Brief

The pandemic that shocked managers across the world: The impact of the COVID-19 crisis on leadership behavior

Harry Garretsen a, Janka I. Stoker a, Dimitrios Soudis a, Hein Wendt b c June 2022| https://doi.org/10.1016/j.leaqua.2022.101630

Leadership Research Focus:

  • COVID-19
  • Differences-in-differences
  • Directive leadership
  • Participative leadership
  • Threat-rigidity hypothesis
  • Crisis
  • Exogenous shocks
  • Working From Home

Leadership Research Summary:

• In March 2020, the COVID-19 virus turned into a pandemic that hit organizations globally. This pandemic qualifies as an exogenous shock. Based on the threat-rigidity hypothesis, the researchers hypothesized that this shock increased directive leadership behavior. The researchers also argue that this relationship depended on the magnitude of the crisis and the well-learned responses of managers.

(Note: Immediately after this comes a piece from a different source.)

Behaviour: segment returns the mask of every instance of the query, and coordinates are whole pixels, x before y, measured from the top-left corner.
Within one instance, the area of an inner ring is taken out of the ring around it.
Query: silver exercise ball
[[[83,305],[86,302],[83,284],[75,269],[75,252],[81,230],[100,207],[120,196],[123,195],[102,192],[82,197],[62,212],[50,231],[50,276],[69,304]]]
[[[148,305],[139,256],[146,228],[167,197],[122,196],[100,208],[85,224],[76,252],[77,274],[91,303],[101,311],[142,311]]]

• In the empirical analysis, researchers employed a differences-in-differences design with treatment intensity and focused on the period of the first lockdown, March until June 2020. Researchers founds support for the threat-rigidity hypothesis using a dataset covering monthly data for almost 27,000 managers across 48 countries and 32 sectors from January 2019 to December 2020.

• During the first lockdown, directive leadership increased significantly. The study also found that COVID-19 deaths per country moderated this relationship, the sectoral working from home potential, and the organizational management level. The findings proved how large exogenous shocks like COVID-19 can impact leadership behavior.

Leadership Research Findings:

• Researchers believe that the study and its main findings are relevant for leadership practitioners. Understanding how large exogenous shocks like COVID-19 might impact on leadership behavior is a necessary condition or first step for organizations and their managers to try to deal with such shocks.

• The results clearly show that the COVID-19 crisis especially led to an increase of directive leadership of lower level managers, and of managers who worked in sectors with low and mid levels of WFHP. However, whether such an increase in directive leadership in these contexts is effective is rather doubtful (see also Stoker et al., 2022), and such behavior might even be detrimental to performance or innovation (Somech, 2005). These results are especially relevant for HR-practitioners in organizations, who can monitor possible changes in leadership behaviors especially for these groups, and assist managers in becoming aware of the effect of a crisis on their behavior.

• Although the current COVID-19 crisis is an opportunity for researchers, but it is obviously a curse for leaders and their organizations in the real world. Doing rigorous and novel research on shocks and leadership is one way how academic research may inform and help leadership practitioners to deal with the consequences of the COVID-19 pandemic.